Mariana was elected President of Cumulus, the international association of colleges and universities of design, art, and media, in 2019. She holds a Ph.D. in Management (Designing Sustainable Systems) from Case Western Reserve University, an M.A. in Art History and Museum Studies from the University of Southern California, and a Licence en Lettres Degree from the Sorbonne University, Paris, where she also studied Art History at L’Ecole du Louvre. A native of Argentina and the child of a diplomat, Mariana grew up around the world.
Bryan Boyer is co-founder of the architecture and strategic design studio Dash Marshall where he runs the studio’s strategic design practice, working with clients such as Google, Sidewalk Labs, IKEA, Bloomberg Philanthropies, and the Museum of Modern Art to envision future cities and urban experiences. The studio was named a Next Progressive studio by Architect Magazine (2020) and Top 50 firms by AN Interior magazine (2020). In addition to practice, Bryan is a founding Director of the Bachelor of Science in Urban Technology degree at the University of Michigan's Taubman College of Architecture and Urban Planning and Assistant Professor of Practice in Architecture. He joined the University as an Eliel Saarinen visiting professor 2019–2020. Previously, Boyer was a co-founder of Helsinki Design Lab at the Finnish Innovation Fund, one of the first design teams working at a national level inside government.
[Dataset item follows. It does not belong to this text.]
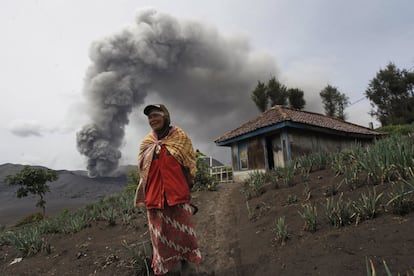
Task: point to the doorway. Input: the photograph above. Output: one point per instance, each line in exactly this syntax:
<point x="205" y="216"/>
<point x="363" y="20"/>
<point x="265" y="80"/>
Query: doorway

His editorial projects include LEAP Dialogues: Career Pathways in Design for Social Innovation (2016), Brickstarter (2013), Helsinki Street Eats (2012), Legible Practices (2013), and In Studio: Recipes For Systemic Change (2011).
Bryan serves on the board of directors for Public Policy Lab in New York City and is based in Detroit, MI. He holds a Master of Architecture degree from the Harvard Graduate School of Design and a Bachelor of Fine Arts in Interior Architecture degree from the Rhode Island School of Design.
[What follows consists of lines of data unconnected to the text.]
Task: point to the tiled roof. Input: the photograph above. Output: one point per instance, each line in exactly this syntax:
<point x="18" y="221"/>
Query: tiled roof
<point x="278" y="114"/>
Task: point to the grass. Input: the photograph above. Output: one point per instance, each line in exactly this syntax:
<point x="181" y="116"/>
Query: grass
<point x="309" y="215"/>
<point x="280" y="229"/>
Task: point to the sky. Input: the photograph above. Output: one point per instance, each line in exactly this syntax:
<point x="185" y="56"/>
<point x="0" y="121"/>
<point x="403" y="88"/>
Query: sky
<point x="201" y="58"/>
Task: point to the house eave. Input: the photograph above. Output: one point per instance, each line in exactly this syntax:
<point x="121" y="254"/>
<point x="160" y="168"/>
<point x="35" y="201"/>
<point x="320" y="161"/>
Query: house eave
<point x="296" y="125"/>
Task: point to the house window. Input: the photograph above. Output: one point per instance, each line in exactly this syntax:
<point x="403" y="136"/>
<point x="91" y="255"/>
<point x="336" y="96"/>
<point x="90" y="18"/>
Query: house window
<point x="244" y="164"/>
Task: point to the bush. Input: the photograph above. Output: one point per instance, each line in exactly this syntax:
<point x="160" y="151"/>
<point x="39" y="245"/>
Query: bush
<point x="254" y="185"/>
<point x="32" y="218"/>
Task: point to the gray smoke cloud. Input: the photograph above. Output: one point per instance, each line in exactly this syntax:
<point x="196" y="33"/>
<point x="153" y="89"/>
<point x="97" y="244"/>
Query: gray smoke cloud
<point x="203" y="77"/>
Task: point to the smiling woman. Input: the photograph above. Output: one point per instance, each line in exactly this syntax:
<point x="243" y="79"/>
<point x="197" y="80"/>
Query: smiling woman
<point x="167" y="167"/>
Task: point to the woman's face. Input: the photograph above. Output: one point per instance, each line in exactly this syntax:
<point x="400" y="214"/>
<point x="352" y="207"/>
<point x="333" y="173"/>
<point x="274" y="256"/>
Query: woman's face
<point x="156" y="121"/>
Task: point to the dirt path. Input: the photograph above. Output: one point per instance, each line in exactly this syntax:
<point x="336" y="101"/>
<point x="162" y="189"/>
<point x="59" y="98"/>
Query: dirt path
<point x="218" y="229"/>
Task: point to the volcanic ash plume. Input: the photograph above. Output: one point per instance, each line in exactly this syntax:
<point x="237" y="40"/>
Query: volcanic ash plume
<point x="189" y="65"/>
Jennifer May finds innovation at the intersections of design, art, education, and social change. Jennifer is currently the Executive Director for Designmatters, the social innovation department at ArtCenter College of Design in Pasadena, CA, where she oversees a dynamic portfolio of external partnerships, curricular and extracurricular programs, including the Designmatters Minor in Social Innovation, and an active slate of special initiatives and publications exploring how design and art can effect change in the areas of sustainable development, social entrepreneurship, health, public policy, and social justice. She serves on the advisory committee for ShineLA, a cross-sector initiative led by Cedars-Sinai Research Center for Health Equity, focusing on raising physical activity levels among Angelenos over the next ten years. Jennifer was Managing Editor of LEAP Dialogues: Career Pathways in Design for Social Innovation, an award-winning publication on new practices in social innovation, and editor of the open-source LEAP Dialogues: The Educator’s Guide. She was named an Impact Maker to Watch in Los Angeles in 2020 and was part of the inaugural LEAD LA cohort for Coro Southern California. Jennifer earned her M.B.A. with honors from USC Marshall School of Business, where she was a Society and Business Lab Graduate Fellow and Forté Fellow.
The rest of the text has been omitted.